To solve the above technical problems, the embodiments of the present application also provide computer equipment. For details, please refer to FIG. 7 , which is a block diagram of the basic structure of a computer device according to this embodiment.

The computer device 200 includes a memory 210 , a processor 220 , and a network interface 230 that communicate with each other through a system bus. It should be noted that only the computer device 200 with components 210-230 is shown in the figure, but it should be understood that implementation of all of the shown components is not required, and more or less components may be implemented instead. Among them, those skilled in the art can understand that the computer device here is a device that can automatically perform numerical calculation and/or information processing according to pre-set or stored instructions, and its hardware includes but is not limited to microprocessors, special-purpose Integrated circuit (Application Specific Integrated Circuit, ASIC), programmable gate array (Field-Programmable Gate Array, FPGA), digital processor (Digital Signal Processor, DSP), embedded equipment, etc.

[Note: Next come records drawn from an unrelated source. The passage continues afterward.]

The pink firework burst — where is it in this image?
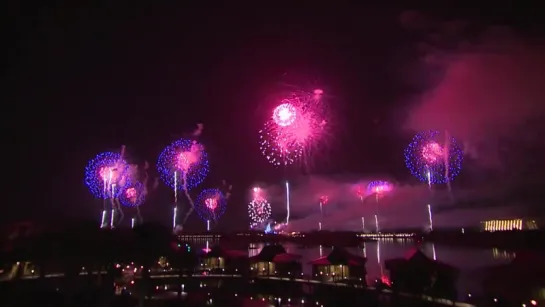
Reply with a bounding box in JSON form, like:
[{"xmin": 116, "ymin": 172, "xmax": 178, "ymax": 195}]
[
  {"xmin": 177, "ymin": 141, "xmax": 203, "ymax": 172},
  {"xmin": 320, "ymin": 195, "xmax": 329, "ymax": 205},
  {"xmin": 204, "ymin": 198, "xmax": 218, "ymax": 211},
  {"xmin": 422, "ymin": 142, "xmax": 444, "ymax": 163},
  {"xmin": 125, "ymin": 188, "xmax": 138, "ymax": 202},
  {"xmin": 260, "ymin": 89, "xmax": 327, "ymax": 165},
  {"xmin": 273, "ymin": 99, "xmax": 297, "ymax": 127}
]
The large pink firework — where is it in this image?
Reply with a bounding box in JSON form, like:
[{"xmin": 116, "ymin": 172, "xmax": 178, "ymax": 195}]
[{"xmin": 259, "ymin": 89, "xmax": 327, "ymax": 165}]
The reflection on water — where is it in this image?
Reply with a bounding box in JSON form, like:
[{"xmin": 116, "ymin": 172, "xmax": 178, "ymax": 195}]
[{"xmin": 202, "ymin": 239, "xmax": 514, "ymax": 297}]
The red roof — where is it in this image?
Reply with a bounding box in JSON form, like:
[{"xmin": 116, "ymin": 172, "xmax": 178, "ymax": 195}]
[
  {"xmin": 310, "ymin": 247, "xmax": 367, "ymax": 266},
  {"xmin": 273, "ymin": 253, "xmax": 301, "ymax": 263}
]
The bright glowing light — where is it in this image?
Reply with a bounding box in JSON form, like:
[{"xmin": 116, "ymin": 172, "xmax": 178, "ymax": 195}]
[
  {"xmin": 204, "ymin": 198, "xmax": 218, "ymax": 211},
  {"xmin": 259, "ymin": 121, "xmax": 303, "ymax": 166},
  {"xmin": 248, "ymin": 197, "xmax": 271, "ymax": 223},
  {"xmin": 157, "ymin": 139, "xmax": 209, "ymax": 191},
  {"xmin": 85, "ymin": 152, "xmax": 129, "ymax": 199},
  {"xmin": 259, "ymin": 92, "xmax": 327, "ymax": 165},
  {"xmin": 119, "ymin": 181, "xmax": 147, "ymax": 207},
  {"xmin": 367, "ymin": 180, "xmax": 393, "ymax": 196},
  {"xmin": 195, "ymin": 189, "xmax": 227, "ymax": 221},
  {"xmin": 405, "ymin": 131, "xmax": 463, "ymax": 186},
  {"xmin": 273, "ymin": 99, "xmax": 297, "ymax": 127},
  {"xmin": 248, "ymin": 187, "xmax": 271, "ymax": 224}
]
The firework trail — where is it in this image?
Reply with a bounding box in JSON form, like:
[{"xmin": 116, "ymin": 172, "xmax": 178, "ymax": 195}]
[
  {"xmin": 157, "ymin": 124, "xmax": 209, "ymax": 228},
  {"xmin": 443, "ymin": 130, "xmax": 454, "ymax": 202}
]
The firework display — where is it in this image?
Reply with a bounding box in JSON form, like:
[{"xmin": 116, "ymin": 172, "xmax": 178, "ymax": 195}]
[
  {"xmin": 273, "ymin": 99, "xmax": 297, "ymax": 127},
  {"xmin": 367, "ymin": 180, "xmax": 393, "ymax": 196},
  {"xmin": 248, "ymin": 187, "xmax": 271, "ymax": 225},
  {"xmin": 119, "ymin": 181, "xmax": 146, "ymax": 207},
  {"xmin": 405, "ymin": 130, "xmax": 463, "ymax": 185},
  {"xmin": 248, "ymin": 198, "xmax": 271, "ymax": 224},
  {"xmin": 85, "ymin": 152, "xmax": 129, "ymax": 199},
  {"xmin": 259, "ymin": 90, "xmax": 326, "ymax": 166},
  {"xmin": 157, "ymin": 139, "xmax": 209, "ymax": 190},
  {"xmin": 259, "ymin": 121, "xmax": 303, "ymax": 166},
  {"xmin": 195, "ymin": 189, "xmax": 227, "ymax": 222}
]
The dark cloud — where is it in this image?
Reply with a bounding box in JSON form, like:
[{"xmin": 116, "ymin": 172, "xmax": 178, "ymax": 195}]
[{"xmin": 401, "ymin": 12, "xmax": 545, "ymax": 168}]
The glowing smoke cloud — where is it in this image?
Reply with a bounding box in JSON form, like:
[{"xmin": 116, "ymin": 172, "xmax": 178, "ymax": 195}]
[
  {"xmin": 195, "ymin": 189, "xmax": 227, "ymax": 229},
  {"xmin": 157, "ymin": 124, "xmax": 209, "ymax": 227},
  {"xmin": 85, "ymin": 146, "xmax": 131, "ymax": 228},
  {"xmin": 362, "ymin": 181, "xmax": 393, "ymax": 233},
  {"xmin": 259, "ymin": 89, "xmax": 327, "ymax": 166},
  {"xmin": 405, "ymin": 130, "xmax": 463, "ymax": 188},
  {"xmin": 248, "ymin": 187, "xmax": 271, "ymax": 224}
]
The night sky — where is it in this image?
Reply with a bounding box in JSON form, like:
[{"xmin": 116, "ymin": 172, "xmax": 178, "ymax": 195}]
[{"xmin": 9, "ymin": 4, "xmax": 545, "ymax": 229}]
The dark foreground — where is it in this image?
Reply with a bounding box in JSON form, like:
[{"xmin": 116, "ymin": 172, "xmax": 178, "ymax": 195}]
[{"xmin": 0, "ymin": 276, "xmax": 471, "ymax": 307}]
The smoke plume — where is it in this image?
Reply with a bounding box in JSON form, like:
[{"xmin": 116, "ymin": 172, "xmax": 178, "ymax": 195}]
[{"xmin": 400, "ymin": 11, "xmax": 545, "ymax": 168}]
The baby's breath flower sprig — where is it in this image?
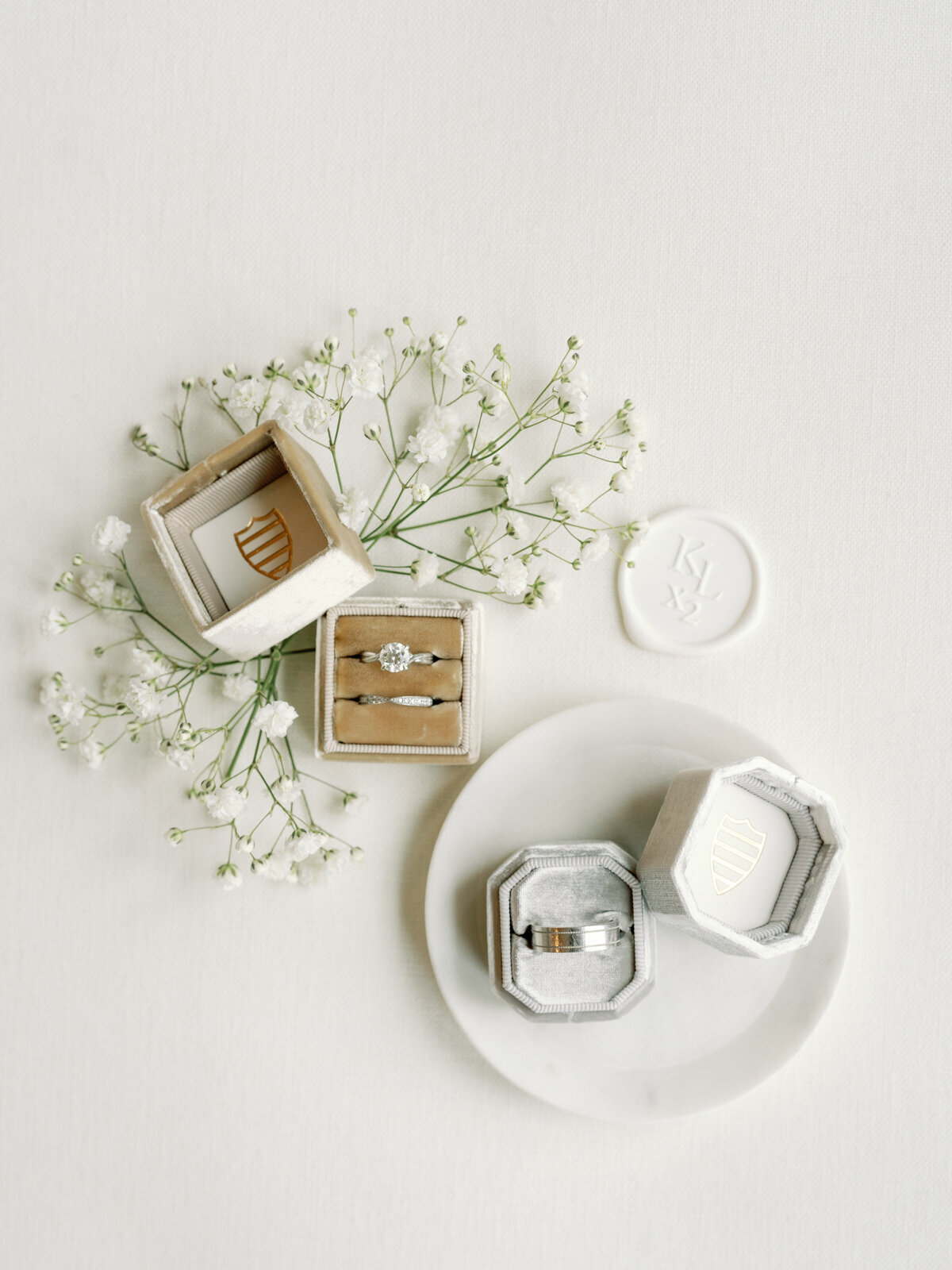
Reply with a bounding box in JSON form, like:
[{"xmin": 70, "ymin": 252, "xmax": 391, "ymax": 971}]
[
  {"xmin": 40, "ymin": 521, "xmax": 363, "ymax": 891},
  {"xmin": 129, "ymin": 307, "xmax": 647, "ymax": 610}
]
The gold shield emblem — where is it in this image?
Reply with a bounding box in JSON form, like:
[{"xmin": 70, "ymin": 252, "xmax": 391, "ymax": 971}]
[
  {"xmin": 235, "ymin": 506, "xmax": 294, "ymax": 579},
  {"xmin": 711, "ymin": 815, "xmax": 766, "ymax": 895}
]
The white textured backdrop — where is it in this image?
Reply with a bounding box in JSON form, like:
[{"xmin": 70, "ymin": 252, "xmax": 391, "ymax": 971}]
[{"xmin": 0, "ymin": 0, "xmax": 952, "ymax": 1270}]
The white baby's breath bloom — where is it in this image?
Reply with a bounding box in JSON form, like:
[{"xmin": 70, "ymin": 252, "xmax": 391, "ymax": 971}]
[
  {"xmin": 79, "ymin": 569, "xmax": 116, "ymax": 608},
  {"xmin": 344, "ymin": 351, "xmax": 383, "ymax": 396},
  {"xmin": 129, "ymin": 648, "xmax": 167, "ymax": 679},
  {"xmin": 433, "ymin": 344, "xmax": 466, "ymax": 379},
  {"xmin": 113, "ymin": 582, "xmax": 136, "ymax": 616},
  {"xmin": 551, "ymin": 478, "xmax": 589, "ymax": 516},
  {"xmin": 76, "ymin": 737, "xmax": 106, "ymax": 770},
  {"xmin": 406, "ymin": 428, "xmax": 449, "ymax": 464},
  {"xmin": 228, "ymin": 377, "xmax": 265, "ymax": 415},
  {"xmin": 284, "ymin": 829, "xmax": 328, "ymax": 864},
  {"xmin": 579, "ymin": 533, "xmax": 609, "ymax": 564},
  {"xmin": 40, "ymin": 608, "xmax": 70, "ymax": 635},
  {"xmin": 40, "ymin": 675, "xmax": 62, "ymax": 710},
  {"xmin": 290, "ymin": 360, "xmax": 328, "ymax": 392},
  {"xmin": 93, "ymin": 516, "xmax": 132, "ymax": 555},
  {"xmin": 255, "ymin": 842, "xmax": 297, "ymax": 881},
  {"xmin": 294, "ymin": 851, "xmax": 328, "ymax": 887},
  {"xmin": 297, "ymin": 398, "xmax": 332, "ymax": 440},
  {"xmin": 216, "ymin": 865, "xmax": 243, "ymax": 891},
  {"xmin": 202, "ymin": 789, "xmax": 248, "ymax": 821},
  {"xmin": 268, "ymin": 392, "xmax": 307, "ymax": 432},
  {"xmin": 419, "ymin": 405, "xmax": 463, "ymax": 444},
  {"xmin": 123, "ymin": 678, "xmax": 163, "ymax": 722},
  {"xmin": 100, "ymin": 675, "xmax": 129, "ymax": 705},
  {"xmin": 56, "ymin": 679, "xmax": 86, "ymax": 724},
  {"xmin": 493, "ymin": 556, "xmax": 529, "ymax": 598},
  {"xmin": 221, "ymin": 671, "xmax": 256, "ymax": 701},
  {"xmin": 274, "ymin": 776, "xmax": 301, "ymax": 806},
  {"xmin": 255, "ymin": 701, "xmax": 297, "ymax": 741},
  {"xmin": 410, "ymin": 551, "xmax": 440, "ymax": 591},
  {"xmin": 336, "ymin": 485, "xmax": 370, "ymax": 532}
]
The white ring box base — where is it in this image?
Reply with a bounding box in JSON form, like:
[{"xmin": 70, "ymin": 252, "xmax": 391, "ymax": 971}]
[
  {"xmin": 142, "ymin": 421, "xmax": 376, "ymax": 660},
  {"xmin": 486, "ymin": 842, "xmax": 654, "ymax": 1022},
  {"xmin": 636, "ymin": 758, "xmax": 846, "ymax": 957}
]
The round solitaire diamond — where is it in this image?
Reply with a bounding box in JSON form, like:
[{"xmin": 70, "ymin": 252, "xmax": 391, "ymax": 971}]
[{"xmin": 379, "ymin": 644, "xmax": 410, "ymax": 673}]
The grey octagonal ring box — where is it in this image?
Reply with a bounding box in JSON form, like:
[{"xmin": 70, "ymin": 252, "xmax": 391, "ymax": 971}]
[{"xmin": 487, "ymin": 842, "xmax": 654, "ymax": 1021}]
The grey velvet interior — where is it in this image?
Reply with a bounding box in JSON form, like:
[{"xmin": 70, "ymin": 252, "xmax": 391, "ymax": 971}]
[
  {"xmin": 165, "ymin": 446, "xmax": 287, "ymax": 622},
  {"xmin": 509, "ymin": 859, "xmax": 635, "ymax": 1007}
]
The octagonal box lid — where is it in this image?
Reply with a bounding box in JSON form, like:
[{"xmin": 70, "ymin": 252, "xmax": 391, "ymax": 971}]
[
  {"xmin": 486, "ymin": 842, "xmax": 654, "ymax": 1022},
  {"xmin": 636, "ymin": 758, "xmax": 846, "ymax": 957},
  {"xmin": 142, "ymin": 421, "xmax": 376, "ymax": 660}
]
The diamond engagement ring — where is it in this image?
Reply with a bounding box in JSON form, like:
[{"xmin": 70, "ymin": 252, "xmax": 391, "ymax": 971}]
[
  {"xmin": 360, "ymin": 643, "xmax": 436, "ymax": 675},
  {"xmin": 532, "ymin": 926, "xmax": 622, "ymax": 952},
  {"xmin": 357, "ymin": 692, "xmax": 433, "ymax": 706}
]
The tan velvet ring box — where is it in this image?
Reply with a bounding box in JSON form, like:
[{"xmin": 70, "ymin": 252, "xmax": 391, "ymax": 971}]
[
  {"xmin": 316, "ymin": 598, "xmax": 482, "ymax": 764},
  {"xmin": 142, "ymin": 423, "xmax": 376, "ymax": 659}
]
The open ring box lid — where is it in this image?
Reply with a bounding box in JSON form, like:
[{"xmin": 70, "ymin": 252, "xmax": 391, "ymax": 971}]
[
  {"xmin": 636, "ymin": 758, "xmax": 846, "ymax": 957},
  {"xmin": 486, "ymin": 842, "xmax": 654, "ymax": 1022},
  {"xmin": 142, "ymin": 421, "xmax": 376, "ymax": 660}
]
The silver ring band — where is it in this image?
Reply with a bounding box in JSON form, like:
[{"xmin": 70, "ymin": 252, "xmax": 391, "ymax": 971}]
[
  {"xmin": 357, "ymin": 692, "xmax": 433, "ymax": 706},
  {"xmin": 360, "ymin": 640, "xmax": 436, "ymax": 673},
  {"xmin": 532, "ymin": 926, "xmax": 622, "ymax": 952}
]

The computer equipment may be a desktop computer, a notebook computer, a palmtop computer, a cloud server and other computing equipment. The computer device can perform human-computer interaction with the user through a keyboard, a mouse, a remote control, a touch pad or a voice control device.

The memory 210 includes at least one type of readable storage medium, including flash memory, hard disk, multimedia card, card-type memory (eg, SD or DX memory, etc.), random access memory (RAM), static Random Access Memory (SRAM), Read Only Memory (ROM), Electrically Erasable Programmable Read Only Memory (EEPROM), Programmable Read Only Memory (PROM), magnetic memory, magnetic disks, optical disks, etc., the computer readable storage Media can be non-volatile or volatile. In some embodiments, the memory 210 may be an internal storage unit of the computer device 200 , such as a hard disk or a memory of the computer device 200 . In other embodiments, the memory 210 may also be an external storage device of the computer device 200, such as a plug-in hard disk, a smart memory card (Smart Media Card, SMC), a secure digital (Secure Digital, SD) card, flash memory card (Flash Card), etc. Of course, the memory 210 may also include both the internal storage unit of the computer device 200 and its external storage device. In this embodiment, the memory 210 is generally used to store the operating system and various application software installed on the computer device 200 , such as computer-readable instructions applied to the distillation method of the BERT model. In addition, the memory 210 can also be used to temporarily store various types of data that have been output or will be output.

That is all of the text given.